© Íñigo Montoya de Guzmán

 Durante la primera semana de este mes de Abril se celebra por parte de los cristianos la Semana Santa en el que se conmemora la Pasión, la Muerte y Resurrección de Jesucristo. La Semana Santa nunca sucede en los mismos días del año, la Pascua de Resurrección es el domingo siguiente a la primera Luna llena tras el equinoccio de primavera. Por ello puede ocurrir no antes del 22 de marzo y el 25 de abril como muy tarde.

Escribir que algún tipo de sustancia “adictiva” tenga relación con Jesús sería motivo de sacrilegio para unos (los católicos) y de mofa para otros (como se enteren Juan y Damián los del Kiosko del Hormiguero me van a dar “pal pelo”).
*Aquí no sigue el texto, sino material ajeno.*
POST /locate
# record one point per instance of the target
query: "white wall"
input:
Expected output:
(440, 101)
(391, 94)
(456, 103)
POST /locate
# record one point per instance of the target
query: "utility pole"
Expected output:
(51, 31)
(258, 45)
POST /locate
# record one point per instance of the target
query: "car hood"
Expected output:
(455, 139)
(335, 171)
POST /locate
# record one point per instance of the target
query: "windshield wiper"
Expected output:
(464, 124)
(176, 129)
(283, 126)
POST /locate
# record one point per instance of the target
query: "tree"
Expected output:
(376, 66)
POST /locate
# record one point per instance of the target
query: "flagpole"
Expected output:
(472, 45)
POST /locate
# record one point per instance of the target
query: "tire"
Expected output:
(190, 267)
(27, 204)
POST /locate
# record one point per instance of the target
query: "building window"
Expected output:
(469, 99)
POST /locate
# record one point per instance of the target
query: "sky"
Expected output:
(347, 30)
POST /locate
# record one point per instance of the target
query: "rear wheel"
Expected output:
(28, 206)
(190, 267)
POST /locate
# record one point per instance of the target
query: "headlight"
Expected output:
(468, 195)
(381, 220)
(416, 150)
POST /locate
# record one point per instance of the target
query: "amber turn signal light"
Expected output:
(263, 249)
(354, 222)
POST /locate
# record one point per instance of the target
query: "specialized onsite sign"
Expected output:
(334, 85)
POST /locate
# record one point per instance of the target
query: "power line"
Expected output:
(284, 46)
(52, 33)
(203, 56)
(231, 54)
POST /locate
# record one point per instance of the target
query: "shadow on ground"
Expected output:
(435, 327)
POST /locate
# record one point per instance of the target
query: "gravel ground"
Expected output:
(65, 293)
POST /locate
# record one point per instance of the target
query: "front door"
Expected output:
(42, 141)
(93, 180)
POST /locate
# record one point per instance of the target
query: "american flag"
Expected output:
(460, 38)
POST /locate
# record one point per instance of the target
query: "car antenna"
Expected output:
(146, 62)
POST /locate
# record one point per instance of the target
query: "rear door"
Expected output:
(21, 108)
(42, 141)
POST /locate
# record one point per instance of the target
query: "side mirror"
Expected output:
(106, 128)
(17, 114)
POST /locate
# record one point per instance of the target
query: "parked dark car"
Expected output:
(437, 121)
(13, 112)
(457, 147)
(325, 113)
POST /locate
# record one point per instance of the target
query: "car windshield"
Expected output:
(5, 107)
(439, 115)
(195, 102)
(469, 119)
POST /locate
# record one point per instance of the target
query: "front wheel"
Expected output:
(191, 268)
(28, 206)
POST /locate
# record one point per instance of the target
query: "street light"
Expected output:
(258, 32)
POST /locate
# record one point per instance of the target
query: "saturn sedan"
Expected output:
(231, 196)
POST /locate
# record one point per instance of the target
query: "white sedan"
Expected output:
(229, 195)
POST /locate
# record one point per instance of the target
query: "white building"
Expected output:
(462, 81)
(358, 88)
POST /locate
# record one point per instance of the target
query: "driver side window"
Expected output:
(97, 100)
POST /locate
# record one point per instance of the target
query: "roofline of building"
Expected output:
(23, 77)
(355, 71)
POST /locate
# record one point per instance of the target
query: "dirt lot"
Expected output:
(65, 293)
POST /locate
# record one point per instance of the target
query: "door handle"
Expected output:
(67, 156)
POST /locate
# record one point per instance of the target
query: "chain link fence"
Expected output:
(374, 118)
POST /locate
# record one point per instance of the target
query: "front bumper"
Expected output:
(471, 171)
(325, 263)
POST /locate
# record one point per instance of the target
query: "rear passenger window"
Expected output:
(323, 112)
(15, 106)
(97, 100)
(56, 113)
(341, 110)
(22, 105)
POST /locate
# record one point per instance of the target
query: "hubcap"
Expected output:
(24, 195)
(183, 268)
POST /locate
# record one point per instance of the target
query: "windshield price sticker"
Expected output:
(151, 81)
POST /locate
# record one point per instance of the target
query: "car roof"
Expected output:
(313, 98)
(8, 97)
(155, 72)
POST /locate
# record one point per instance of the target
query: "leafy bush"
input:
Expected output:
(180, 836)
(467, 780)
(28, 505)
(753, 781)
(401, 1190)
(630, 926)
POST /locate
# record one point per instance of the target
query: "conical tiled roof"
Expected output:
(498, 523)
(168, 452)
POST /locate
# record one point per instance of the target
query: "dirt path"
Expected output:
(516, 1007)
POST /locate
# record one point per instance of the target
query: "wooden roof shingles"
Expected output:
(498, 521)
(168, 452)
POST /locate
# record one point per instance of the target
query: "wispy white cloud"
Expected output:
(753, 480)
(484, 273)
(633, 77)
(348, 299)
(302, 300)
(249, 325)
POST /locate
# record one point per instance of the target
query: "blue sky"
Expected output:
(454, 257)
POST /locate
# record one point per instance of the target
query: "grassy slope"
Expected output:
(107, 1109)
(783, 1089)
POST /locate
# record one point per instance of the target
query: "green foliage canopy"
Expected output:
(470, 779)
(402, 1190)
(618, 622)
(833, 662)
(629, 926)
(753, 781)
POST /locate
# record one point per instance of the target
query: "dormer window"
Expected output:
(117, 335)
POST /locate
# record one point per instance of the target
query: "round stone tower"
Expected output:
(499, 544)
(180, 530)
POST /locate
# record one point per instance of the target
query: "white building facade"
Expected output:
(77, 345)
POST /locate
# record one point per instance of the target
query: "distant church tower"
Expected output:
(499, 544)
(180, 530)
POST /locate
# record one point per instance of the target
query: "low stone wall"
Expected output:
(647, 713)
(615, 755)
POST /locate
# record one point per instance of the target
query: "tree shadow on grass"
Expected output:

Pero todos sabemos que existe la consagración del vino.

La teoría de Chris Bennett

Lo que os voy a contar ahora no es nuevo. Existen autores que afirman que Jesucristo consumía marihuana. El principal autor de esta teoría es Chris Bennett que lo publicó en la revista cannábica norteamericana High Times en junio del año 2002. Su teoría se basaba principalmente en la utilización de un aceite de unción cuyos ingredientes aparecen mencionados en uno de los libros de la Biblia, el Éxodo (30:22-23). Uno de esos ingredientes es el kaneh-bosem, en hebreo QNHBSHM (ם ש ב ה ו ע) y traducido al español como “caña olorosa”. Los antiguos judíos utilizaban este aceite enteogénico potente para ungir a reyes. Éstos eran “poseídos” por el espíritu del Señor.

Bennett afirma que Jesucristo utilizó este aceite para bautizar a sus discípulos, para curar a los enfermos, para expulsar a los demonios (curar a los epilépticos), a los enfermos de la piel, a los enfermos de los ojos, a las mujeres con problemas mestruales, a los lisiados, etc… La principal rama cristiana que utilizaba este aceite de unción eran los gnósticos. Pero todos sabemos que los que finalmente consiguieron el poder fueron los católicos que eliminaron esta práctica. Bennett analiza una serie de documentos gnósticos en donde el aceite de unción juega un cariz principal.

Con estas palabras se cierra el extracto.